Votre projet est donc de créer les conditions de déploiement de ce marché : quelles sont-elles ?

AA. Une première condition, qui peut sembler triviale mais qui n'est pourtant pas remplie aujourd’hui, est l'existence d'un lieu d’échange. Le fournisseur de données ne sait pas forcément à qui les vendre, au-delà de sa clientèle habituelle, et l’utilisateur ne sait pas où aller les chercher.

La place de marché que nous allons créer répond en premier lieu à cela. Comme on l’a compris, c’est un lieu d’échange entre fournisseurs et utilisateurs de données. Elle comporte une plateforme transactionnelle SaaS [software as a service] et un média en ligne, où seront publiés des cas d’usage, des points de vue d’experts, et des articles rendant compte de résultats d’étude et de recherche interprétant des données.

Il y a par ailleurs des conditions techniques à remplir. Du côté du fournisseur, il faut pouvoir rendre son offre de données propre à la consommation, ce qui renvoie à des référentiels que nous voulons contribuer à faire émerger.

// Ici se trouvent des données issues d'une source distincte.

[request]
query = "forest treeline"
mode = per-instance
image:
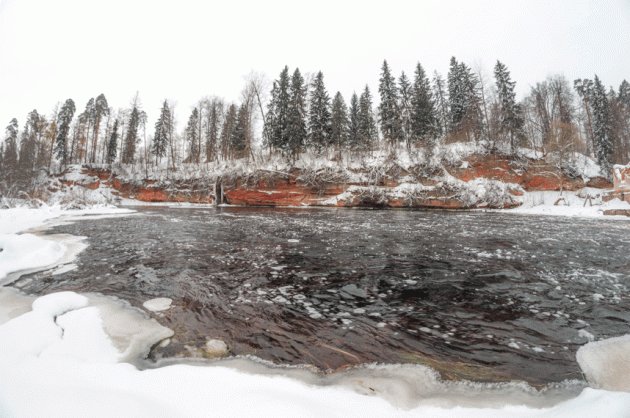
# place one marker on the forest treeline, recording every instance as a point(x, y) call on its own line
point(298, 114)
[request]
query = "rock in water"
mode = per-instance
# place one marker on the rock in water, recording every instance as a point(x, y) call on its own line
point(216, 348)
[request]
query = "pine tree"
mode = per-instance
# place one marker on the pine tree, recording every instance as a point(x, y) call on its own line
point(271, 119)
point(602, 124)
point(319, 115)
point(229, 123)
point(10, 157)
point(441, 104)
point(87, 121)
point(339, 122)
point(456, 95)
point(33, 130)
point(240, 134)
point(405, 108)
point(295, 132)
point(101, 110)
point(163, 129)
point(64, 119)
point(367, 123)
point(389, 111)
point(353, 122)
point(511, 119)
point(112, 144)
point(192, 137)
point(424, 124)
point(131, 135)
point(212, 129)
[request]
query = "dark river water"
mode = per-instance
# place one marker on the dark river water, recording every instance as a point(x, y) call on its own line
point(481, 296)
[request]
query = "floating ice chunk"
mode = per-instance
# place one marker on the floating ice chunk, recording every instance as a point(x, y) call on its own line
point(585, 334)
point(606, 363)
point(158, 304)
point(26, 252)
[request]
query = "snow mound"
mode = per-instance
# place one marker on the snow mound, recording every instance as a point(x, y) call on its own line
point(606, 363)
point(27, 251)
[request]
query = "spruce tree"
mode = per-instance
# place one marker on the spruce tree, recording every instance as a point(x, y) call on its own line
point(404, 105)
point(131, 136)
point(229, 123)
point(192, 136)
point(10, 158)
point(112, 144)
point(424, 124)
point(64, 119)
point(510, 116)
point(441, 104)
point(101, 110)
point(339, 122)
point(240, 134)
point(602, 124)
point(212, 129)
point(86, 119)
point(389, 111)
point(367, 123)
point(319, 114)
point(163, 129)
point(295, 132)
point(271, 119)
point(456, 95)
point(353, 122)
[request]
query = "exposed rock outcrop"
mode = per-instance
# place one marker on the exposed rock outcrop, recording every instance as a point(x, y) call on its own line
point(480, 181)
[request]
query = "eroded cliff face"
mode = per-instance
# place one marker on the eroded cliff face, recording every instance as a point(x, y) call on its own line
point(480, 181)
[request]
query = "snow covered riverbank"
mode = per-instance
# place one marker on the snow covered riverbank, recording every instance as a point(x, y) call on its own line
point(66, 357)
point(568, 203)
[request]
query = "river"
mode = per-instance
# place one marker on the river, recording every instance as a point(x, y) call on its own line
point(486, 296)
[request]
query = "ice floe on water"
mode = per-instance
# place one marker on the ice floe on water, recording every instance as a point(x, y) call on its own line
point(158, 304)
point(61, 359)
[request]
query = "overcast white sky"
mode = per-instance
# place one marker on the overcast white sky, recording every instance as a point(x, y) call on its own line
point(184, 50)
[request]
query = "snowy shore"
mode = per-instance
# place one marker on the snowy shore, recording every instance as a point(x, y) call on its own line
point(65, 355)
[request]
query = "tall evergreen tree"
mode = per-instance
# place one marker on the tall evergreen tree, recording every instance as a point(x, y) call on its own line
point(353, 122)
point(339, 126)
point(466, 117)
point(271, 120)
point(101, 110)
point(405, 106)
point(278, 110)
point(10, 157)
point(33, 130)
point(511, 118)
point(319, 114)
point(602, 124)
point(368, 134)
point(131, 135)
point(229, 123)
point(295, 132)
point(163, 130)
point(212, 129)
point(441, 103)
point(240, 134)
point(64, 119)
point(389, 111)
point(456, 95)
point(424, 125)
point(87, 118)
point(112, 144)
point(192, 137)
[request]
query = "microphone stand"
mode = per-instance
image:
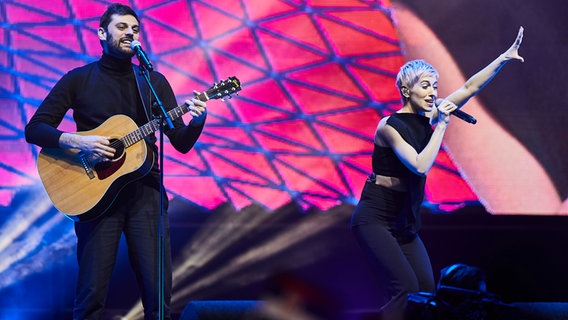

Il faut aussi que les jeux de données soient juridiquement compatibles avec les textes en vigueur, notamment le DGA auquel je faisais référence plus haut. Du côté de l’utilisateur, se posent aussi des questions techniques et juridiques, puisqu'il devra verser ses données dans son propre système d’information ou dans ses solutions digitales. La plateforme transactionnelle, en définissant les règles applicables aux produits vendus et aux contrats passés par son intermédiaire, va de facto aider à créer des standards et à structurer le marché.

LE. À quoi s'ajoutent des conditions de transparence et de traçabilité. C'est une exigence à laquelle nous sommes très attachés car elle est fondamentale pour créer la confiance des futurs utilisateurs. Tout jeu de données commercialisé sur la plateforme transactionnelle devra être accompagné de métadonnées indiquant leur source, leur fraîcheur, leur périodicité de mise à jour, etc. 

Toutes les données existantes ne sont donc pas prêtes à commercialiser ?

LE. Non, loin de là. Nous avons déjà identifié plus de 400 potentiels fournisseurs de données, mais seuls une centaine sont de « pure players » équipés pour commercialiser leurs données. Les autres, soit les trois quarts de notre première cible, vendent en fait des solutions digitales dans lesquelles les données qui nous intéressent sont embarquées. C’est très différent. Prenons un exemple : les prestataires qui assurent le suivi de la consommation énergétique des bâtiments collectent des données pour produire des analyses à l’échelle d’un immeuble ou du parc immobilier d'un propriétaire. Ces données pourraient être extraites et réunies – car il existe un certain nombre de prestataires sur ses métiers – pour en faire bénéficier d'autres utilisateurs, avec d'autres finalités. En l’occurrence, les propriétaires bailleurs et les opérateurs immobiliers ont absolument besoin de données fiables pour ré-étalonner les DPE, évaluer l’impact des rénovations, etc. 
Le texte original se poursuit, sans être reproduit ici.